Cody Shaffer

Uncategorized May 11, 2022

Cody Shaffer

Cody Shaffer is an artist interested in perpetual care, objects, intention and ghosts. His latest album, ‘Sensory Deprivation’ is full of emotional and kinetic exorcisms, ripping out some of the stuffing.

So far the most noisy thing he shared, but not angry or frustrated.

“Attention and abstraction”

Can you start by telling me a bit about yourself: how old are you? Where are you from? What do you do when you don’t make music?

Cody Shaffer: I’m in my mid-30s, originally from rural Indiana, currently living in Chicago for the foreseeable future—I’ve lived here for almost 14 years, and love it and have no plans to leave. Aside from making music/sounds, I also write. That is my first art form. I’ve been writing since I was very young, and it comes pretty naturally at this point, even though I don’t share it with people so often. I try to keep engaged with the artistic community in Chicago, so I go to live shows pretty frequently now that they’re a regular occurrence again, as well as checking out gallery exhibitions, readings, and other forms of performance. Anything. I also watch movies A LOT. I’m usually at the movie theatre at least once a week, and I have friends who host DIY screenings when they can. Chicago is really a great place for film.

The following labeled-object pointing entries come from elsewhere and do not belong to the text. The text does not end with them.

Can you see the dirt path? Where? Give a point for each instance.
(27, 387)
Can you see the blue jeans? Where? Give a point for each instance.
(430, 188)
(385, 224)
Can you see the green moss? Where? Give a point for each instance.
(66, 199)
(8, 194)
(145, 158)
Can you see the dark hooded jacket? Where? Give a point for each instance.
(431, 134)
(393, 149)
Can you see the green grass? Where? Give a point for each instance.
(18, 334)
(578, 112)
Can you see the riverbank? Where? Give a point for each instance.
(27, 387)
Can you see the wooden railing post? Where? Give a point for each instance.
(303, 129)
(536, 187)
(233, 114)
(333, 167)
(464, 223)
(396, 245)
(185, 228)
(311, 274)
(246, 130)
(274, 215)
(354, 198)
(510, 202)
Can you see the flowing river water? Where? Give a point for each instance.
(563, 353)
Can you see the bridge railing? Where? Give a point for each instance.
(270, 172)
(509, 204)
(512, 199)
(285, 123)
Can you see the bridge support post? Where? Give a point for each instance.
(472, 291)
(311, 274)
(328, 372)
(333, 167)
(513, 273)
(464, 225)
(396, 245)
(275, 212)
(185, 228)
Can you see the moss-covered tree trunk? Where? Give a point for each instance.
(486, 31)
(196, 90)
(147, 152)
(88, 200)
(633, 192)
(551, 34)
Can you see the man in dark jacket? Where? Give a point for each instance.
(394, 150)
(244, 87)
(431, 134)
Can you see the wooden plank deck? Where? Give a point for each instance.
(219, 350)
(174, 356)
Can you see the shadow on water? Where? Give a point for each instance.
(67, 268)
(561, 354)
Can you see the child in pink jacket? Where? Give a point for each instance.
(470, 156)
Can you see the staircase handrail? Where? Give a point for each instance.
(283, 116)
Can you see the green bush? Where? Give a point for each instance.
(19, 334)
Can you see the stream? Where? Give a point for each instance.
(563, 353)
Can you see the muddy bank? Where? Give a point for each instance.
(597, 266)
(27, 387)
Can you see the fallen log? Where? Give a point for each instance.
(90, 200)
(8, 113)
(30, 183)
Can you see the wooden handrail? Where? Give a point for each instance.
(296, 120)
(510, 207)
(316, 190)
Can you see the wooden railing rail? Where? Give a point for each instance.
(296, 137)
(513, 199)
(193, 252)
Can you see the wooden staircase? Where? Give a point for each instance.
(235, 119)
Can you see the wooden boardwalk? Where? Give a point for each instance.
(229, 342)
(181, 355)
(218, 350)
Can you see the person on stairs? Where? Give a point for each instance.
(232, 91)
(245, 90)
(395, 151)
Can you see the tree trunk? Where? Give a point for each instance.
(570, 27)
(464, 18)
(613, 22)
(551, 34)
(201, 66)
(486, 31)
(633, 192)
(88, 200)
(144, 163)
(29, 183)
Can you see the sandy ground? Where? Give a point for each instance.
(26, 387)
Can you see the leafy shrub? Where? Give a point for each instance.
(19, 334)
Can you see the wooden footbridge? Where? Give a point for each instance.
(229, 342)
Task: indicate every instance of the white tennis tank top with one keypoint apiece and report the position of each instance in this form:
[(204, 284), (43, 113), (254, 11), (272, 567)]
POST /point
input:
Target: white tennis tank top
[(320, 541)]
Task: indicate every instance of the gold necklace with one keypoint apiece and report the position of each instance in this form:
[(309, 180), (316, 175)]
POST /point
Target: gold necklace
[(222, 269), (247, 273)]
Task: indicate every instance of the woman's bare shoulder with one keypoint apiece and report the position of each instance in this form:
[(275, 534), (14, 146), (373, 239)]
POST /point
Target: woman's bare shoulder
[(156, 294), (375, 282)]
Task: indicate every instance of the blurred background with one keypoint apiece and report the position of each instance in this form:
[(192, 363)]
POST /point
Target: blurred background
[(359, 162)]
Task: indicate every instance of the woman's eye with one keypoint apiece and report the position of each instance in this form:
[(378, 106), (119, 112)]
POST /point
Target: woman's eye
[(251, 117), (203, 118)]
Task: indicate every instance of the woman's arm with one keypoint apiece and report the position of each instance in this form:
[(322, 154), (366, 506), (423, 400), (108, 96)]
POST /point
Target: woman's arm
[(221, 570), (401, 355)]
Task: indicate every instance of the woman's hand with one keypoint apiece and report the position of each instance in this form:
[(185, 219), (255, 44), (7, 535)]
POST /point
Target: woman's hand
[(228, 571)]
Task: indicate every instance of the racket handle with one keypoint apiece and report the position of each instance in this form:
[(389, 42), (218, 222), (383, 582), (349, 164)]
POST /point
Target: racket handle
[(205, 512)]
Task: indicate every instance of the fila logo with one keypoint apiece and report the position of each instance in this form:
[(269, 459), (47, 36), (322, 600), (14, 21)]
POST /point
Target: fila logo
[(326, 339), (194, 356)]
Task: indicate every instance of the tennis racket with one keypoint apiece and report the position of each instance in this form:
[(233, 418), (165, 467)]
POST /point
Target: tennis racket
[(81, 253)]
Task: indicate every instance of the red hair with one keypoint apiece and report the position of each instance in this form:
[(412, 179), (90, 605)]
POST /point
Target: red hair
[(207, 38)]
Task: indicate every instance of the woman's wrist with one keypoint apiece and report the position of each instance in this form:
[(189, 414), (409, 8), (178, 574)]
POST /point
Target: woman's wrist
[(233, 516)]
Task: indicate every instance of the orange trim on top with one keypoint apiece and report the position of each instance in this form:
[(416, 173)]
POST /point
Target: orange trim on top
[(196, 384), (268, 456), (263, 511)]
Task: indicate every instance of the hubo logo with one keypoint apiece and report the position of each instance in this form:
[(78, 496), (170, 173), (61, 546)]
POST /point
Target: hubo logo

Why did you start making music? Who do you see as your influences?

I started playing instruments when I was younger just for the love of music. I tried (and failed) to start a punk band with my little brother and a neighbor kid when I was about 15 or so. After that I didn’t seriously think about creating my own music/sounds until around 2019. I had been very ill in the first half of the year, which kept me at home and gave me time to meditate on what I would actually like to do with sound. Once I had large amounts of free time when we were all locked down in 2020, I committed to actually recording the sounds that I liked, inspired by that early punk rock garage band attitude. I had found items, a ukulele, and a handheld recorder, so that’s what I worked with. My inspirations tend to be artists whose work I admire both for the qualities of their recordings, and for their approach to making them. I distinctly remember seeing a quarantine streaming performance by the artist Daphne X that inspired me to just chase down ideas wherever they appeared. I’ve loved everything I’ve heard by her, and I really love that she will entirely change the template she’s working with to better fit the project. I also became very enamored with the work of Anne-F Jacques and the various artists she’s collaborated with in the past few years, who all continue to inspire me with every new recording I hear (Bardo Todol, Zhao Cong, Chemiefaserwerk, Zhu Wenbo, for example). But my biggest influences are the sounds that just happen in the world, manufactured or natural. That’s partly why I really enjoy performing and recording outside.

Your oldest music on Bandcamp and on Soundcloud is from a year ago. Did you start playing, recording and releasing music last year?

I’ve been playing music in some way or another since I was a preteen. Lacking any “proper” instruction, I had mostly treated it as a hobby until I started feeling comfortable working with more abstract and improvisational sounds very recently. I started composing, performing, and recording material with the intention of possibly releasing it only about a year and a half ago, during the Autumn and Winter of 2020.

All the music you released until now is digital. No CDs, tapes or vinyl. Why?

Mostly for practical reasons, and a little bit out of humility. Practically speaking, if I wanted to release something physically I would want it to be a very special and involved project, which would take time and resources. It’s something I might want to do myself someday, or in collaboration with a visual artist—several of my siblings work more in visual art, and I love it when we can create together. But also I still don’t feel like I’ve made anything that “deserves” a physical release yet. Maybe one day I’ll have the self-confidence for that.

All your music is self-released on Bandcamp or Soundcloud. Why self-released?

I am both shy and private when it comes to art. So I feel embarrassed asking anyone if they are interested in putting out my work, and I feel protective of everything I create. Because most things I create are about something outside of myself, I want to protect and nurture those things and my connection to them. I have been kindly asked by a couple of like-minded folks to submit anything I think is “a good fit”, and I will probably do that someday, if only for the sense of community and sharing. Or maybe I’ll end up keeping it all under my own eye, I’ll have to wait and see.

There’s a lot of variation in the music you put online: it goes from The Shadow Ring and Jandek-like acoustic guitar music to early Kevin Drumm-like minimal noise to abstract sound art in the line of Tom Darksmith or Barn Sour. Do you feel like you’re still looking for “your style”? Do you see what you do as “work in progres”? Or should good music always be “work in progress”, undefined?

Those are some intense reference points! I think that similar to what I mentioned with the work of Daphne X, I really want to let the inspiration shape the practice. So ultimately, I hope I don’t craft a signature style. Maybe a signature sensibility of exploration and feeling, expressed through attention and abstraction.